埋もれた歴史「サントス事件」に新証言 ブラジルでの日系強制退去、調査続く 宮城さんら「群星」第8=9号発刊 宮城あきらさん
この記事を書いた人 Avatar photo 中村 万里子


 ブラジル沖縄県人移民研究塾同人誌はこのほど、移民史研究の同人誌「群星(むりぶし)」第8=9号を発刊した。編集長の宮城あきらさん(85)=サンパウロ在住=は太平洋戦争中の1943年、ブラジル政府が日系人らにサントス市からの24時間以内の強制退去を命じたサントス事件について聞き取りを続けている。同号に収録された県系2世や3世の話からは、生計の基盤が破壊された1世へ事件が与えた影響の大きさがうかがえる。

 サントス事件は“埋もれた歴史”だった。それを掘り起こした宮城さんは22年、事件を体験した16世帯の証言を記録した「群星 サントス強制退去事件特集号」を発刊。第8=9号はそれに続くもので、県系2世の伊波興祐さんと県系3世の知念ジュベルト・マサル、カルロス・マサユキ兄弟が証言している。

 伊波さんの父親と祖父は戦前、サントス市でそうめん工場を経営していたものの、工場と財貨など全てを置いて奥地へ移住を強いられた。伊波さんは当時3歳。生後5、6カ月の妹は事件の2カ月後に命を落とした。興祐さんは戦後、政治家になり、事件当時陸軍に接収されたサントス日本人学校の返還を実現させた経緯を振り返っている。

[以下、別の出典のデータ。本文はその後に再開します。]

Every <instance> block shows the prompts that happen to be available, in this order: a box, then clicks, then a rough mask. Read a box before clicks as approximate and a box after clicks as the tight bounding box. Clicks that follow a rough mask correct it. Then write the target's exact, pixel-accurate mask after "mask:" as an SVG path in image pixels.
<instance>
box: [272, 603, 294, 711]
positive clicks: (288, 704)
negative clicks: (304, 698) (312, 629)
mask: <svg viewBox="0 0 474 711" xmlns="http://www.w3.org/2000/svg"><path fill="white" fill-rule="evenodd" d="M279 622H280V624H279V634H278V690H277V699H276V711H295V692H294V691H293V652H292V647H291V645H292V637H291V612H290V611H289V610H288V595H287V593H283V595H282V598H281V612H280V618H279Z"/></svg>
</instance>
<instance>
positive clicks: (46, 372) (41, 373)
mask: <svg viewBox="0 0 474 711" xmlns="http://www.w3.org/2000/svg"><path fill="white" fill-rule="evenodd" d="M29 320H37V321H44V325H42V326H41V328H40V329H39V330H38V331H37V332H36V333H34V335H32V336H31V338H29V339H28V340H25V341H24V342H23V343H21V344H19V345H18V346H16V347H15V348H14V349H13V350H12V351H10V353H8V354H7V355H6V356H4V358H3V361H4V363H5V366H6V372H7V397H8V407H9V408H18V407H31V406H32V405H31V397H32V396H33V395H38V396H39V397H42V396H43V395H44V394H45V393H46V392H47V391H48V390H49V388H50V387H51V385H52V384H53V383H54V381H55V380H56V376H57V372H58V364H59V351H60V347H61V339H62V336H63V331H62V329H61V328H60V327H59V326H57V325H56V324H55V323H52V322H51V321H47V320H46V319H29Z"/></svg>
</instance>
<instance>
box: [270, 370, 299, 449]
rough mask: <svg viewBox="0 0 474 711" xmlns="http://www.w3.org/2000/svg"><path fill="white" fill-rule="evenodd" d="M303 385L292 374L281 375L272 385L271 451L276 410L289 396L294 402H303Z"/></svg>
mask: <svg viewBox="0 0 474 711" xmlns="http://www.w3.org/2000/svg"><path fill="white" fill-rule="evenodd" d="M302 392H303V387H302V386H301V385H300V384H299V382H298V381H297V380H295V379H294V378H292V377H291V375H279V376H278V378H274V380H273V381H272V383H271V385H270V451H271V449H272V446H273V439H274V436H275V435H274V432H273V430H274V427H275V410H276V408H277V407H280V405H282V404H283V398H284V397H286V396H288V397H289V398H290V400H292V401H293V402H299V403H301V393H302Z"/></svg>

 知念さんらの祖父は事件で自宅を追われ、畑や家畜などを全て失ったことに落胆し、戦後亡くなった。父は家督を継ぎ一家再建に尽力した。知念さん兄弟は「祖父母の苦労を忘れない」と誓う。

 宮城さんは、ブラジル沖縄県人会などとブラジル連邦政府に補償を伴わない反省と謝罪を求める活動を続ける。その原点は本部町で空襲に遭い、山野を逃げ惑い祖母を失った沖縄戦体験にある。「子や孫のためにも政府に二度と同じ過ちを繰り返させないことを願って謝罪を求めることが、今を生きる私たちの責務だ」と力を込める。

 「群星」は県立図書館の移民資料コーナーなどで読むことができる。